Obama’s top climate priority — higher even than passing a domestic cap-and-trade bill — is to stop new coal plants, as I discuss in my Salon piece, “Real science comes to Washington
So it is a very reassuring sign that, as Bloomberg reports:
The U.S. Environmental Protection Agency placed a hold on approval of a coal-fired power plant in South Dakota, a move environmental groups say indicates increased scrutiny under President Barack Obama.
“This is a signal that the Obama administration is taking a much harder look at coal power from the previous administration,” said Darrell Gerber, a program coordinator at Washington-based Clean Water Action, which along with the Sierra Club opposed the plant.
The EPA said in a letter to the South Dakota Department of Environment and Natural Resources yesterday that the state didn’t meet requirements under the Clean Air Act in part of its proposed permit for the plant. The state has 90 days to respond to the agency’s objections.
Obama has pledged to fight global warming by cutting the amount of greenhouse gases released in the U.S. and pursuing clean-energy technology. Coal-fired power plants account for almost 30 percent of heat-trapping carbon dioxide emissions in the U.S.
Here is more from the MN Progressive Project, which has been working hard to stop this plant:
Just as a little backgrounder, Big Stone II is a proposed coal plant in South Dakota that would provide power to Minnesota, South Dakota and North Dakota. All these states have huge wind power potential but Big Stone II would commit us to dirty energy for generations. Here’s a longer factsheet. It’s a terrible idea but seemed to be heading towards approval, until today.
You can read for yourself the EPA ruling (PDFs: Part 1, Part 2). Environmental groups Clean Water Action and the Sierra Club are exited about a big victory. This does not end the fight but it is a significant blow to Big Stone II.
- In November the South Dakota Board of Minerals and Environment issued Big Stone II an air quality permit, then it sent that to the EPA for review.
- The EPA found 3 areas of the permit that were not consistent with the requirements of the Clean Air Act.
- South Dakota now gets 90 days to change the permit and then the EPA has 45 days after that to review the permit again.
- The Minnesota Public Utilities Commission approved transition lines for Big Stone II last week.

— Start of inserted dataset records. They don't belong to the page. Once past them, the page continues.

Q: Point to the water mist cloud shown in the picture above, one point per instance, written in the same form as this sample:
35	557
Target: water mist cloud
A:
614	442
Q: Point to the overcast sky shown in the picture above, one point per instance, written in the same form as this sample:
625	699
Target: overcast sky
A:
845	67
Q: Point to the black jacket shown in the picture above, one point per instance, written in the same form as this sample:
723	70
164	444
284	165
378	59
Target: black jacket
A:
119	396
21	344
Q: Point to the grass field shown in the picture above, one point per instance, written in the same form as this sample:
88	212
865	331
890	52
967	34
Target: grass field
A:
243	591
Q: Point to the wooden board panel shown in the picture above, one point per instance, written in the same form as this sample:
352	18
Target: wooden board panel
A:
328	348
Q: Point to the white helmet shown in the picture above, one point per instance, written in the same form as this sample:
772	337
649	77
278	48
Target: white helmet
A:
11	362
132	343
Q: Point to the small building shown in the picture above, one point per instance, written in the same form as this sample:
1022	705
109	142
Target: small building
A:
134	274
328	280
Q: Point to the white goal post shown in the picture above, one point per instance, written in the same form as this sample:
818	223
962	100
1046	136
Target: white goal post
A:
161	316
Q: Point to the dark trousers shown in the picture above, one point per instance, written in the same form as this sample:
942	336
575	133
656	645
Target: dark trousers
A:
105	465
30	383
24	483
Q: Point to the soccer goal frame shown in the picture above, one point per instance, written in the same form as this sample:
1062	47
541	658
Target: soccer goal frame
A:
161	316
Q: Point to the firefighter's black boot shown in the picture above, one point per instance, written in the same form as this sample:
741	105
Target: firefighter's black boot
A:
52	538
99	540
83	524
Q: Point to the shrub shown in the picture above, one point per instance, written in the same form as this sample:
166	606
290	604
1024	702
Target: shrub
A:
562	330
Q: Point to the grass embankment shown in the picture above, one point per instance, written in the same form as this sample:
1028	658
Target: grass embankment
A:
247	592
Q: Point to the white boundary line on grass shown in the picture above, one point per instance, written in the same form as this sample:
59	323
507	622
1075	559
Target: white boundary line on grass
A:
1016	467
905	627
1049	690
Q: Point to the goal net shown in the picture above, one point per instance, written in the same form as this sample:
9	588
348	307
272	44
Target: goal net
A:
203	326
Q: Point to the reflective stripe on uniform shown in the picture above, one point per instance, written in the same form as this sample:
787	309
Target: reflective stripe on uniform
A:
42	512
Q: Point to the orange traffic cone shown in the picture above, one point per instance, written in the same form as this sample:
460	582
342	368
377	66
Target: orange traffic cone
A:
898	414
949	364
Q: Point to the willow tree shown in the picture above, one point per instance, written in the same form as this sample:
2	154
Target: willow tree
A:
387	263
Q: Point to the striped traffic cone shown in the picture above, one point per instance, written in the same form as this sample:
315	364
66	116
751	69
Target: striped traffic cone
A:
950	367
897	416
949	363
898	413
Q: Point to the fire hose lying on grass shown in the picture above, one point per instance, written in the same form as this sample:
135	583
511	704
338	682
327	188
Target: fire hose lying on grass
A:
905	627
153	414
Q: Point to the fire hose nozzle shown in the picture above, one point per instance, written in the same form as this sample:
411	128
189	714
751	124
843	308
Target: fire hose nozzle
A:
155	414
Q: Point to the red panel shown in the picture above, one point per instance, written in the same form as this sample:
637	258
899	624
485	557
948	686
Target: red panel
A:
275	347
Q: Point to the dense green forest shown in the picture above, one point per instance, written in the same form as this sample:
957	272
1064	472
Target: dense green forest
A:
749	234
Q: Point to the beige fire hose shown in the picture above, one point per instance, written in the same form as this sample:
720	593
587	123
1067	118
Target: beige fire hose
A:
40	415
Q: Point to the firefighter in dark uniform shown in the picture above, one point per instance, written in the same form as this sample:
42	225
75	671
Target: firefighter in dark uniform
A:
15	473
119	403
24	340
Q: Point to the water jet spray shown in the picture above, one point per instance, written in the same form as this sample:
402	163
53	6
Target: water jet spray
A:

- Minnesota law requires that new power lines for a coal plant can only be approved when the applicant (usually a utility) proves that that costs less than using renewable energy or energy efficiency or some combination of the two.
- If the permit is changed and accepted by the EPA it would likely raise the cost of the project. It would almost certainly change the cost. So according to MPR awesome local green group Fresh Energy plans to ask the Minnesota Public Utilities Commission to reconsider last weeks decision.
Her group will ask the PUC to reconsider its power line permit for Big Stone II. Taylor says the increased costs of the plant because of the air permit issue will be one of the issues the group raises. It’s possible the plant’s energy will cost more than renewables like wind power, she says.
In short, this is a big set back for Big Stone II and a big victory for environmental advocates but the fight is far from over. It does signal however that the EPA under President Obama (still feels amazing writing that) will be taking a much harder look at proposed coal plants then they did during the Bush era. That coupled with Obama’s “green dream team” and recent stimulus developments are very good for anyone who cares about the future of our planet.
Kudos to everyone involved in making this happen.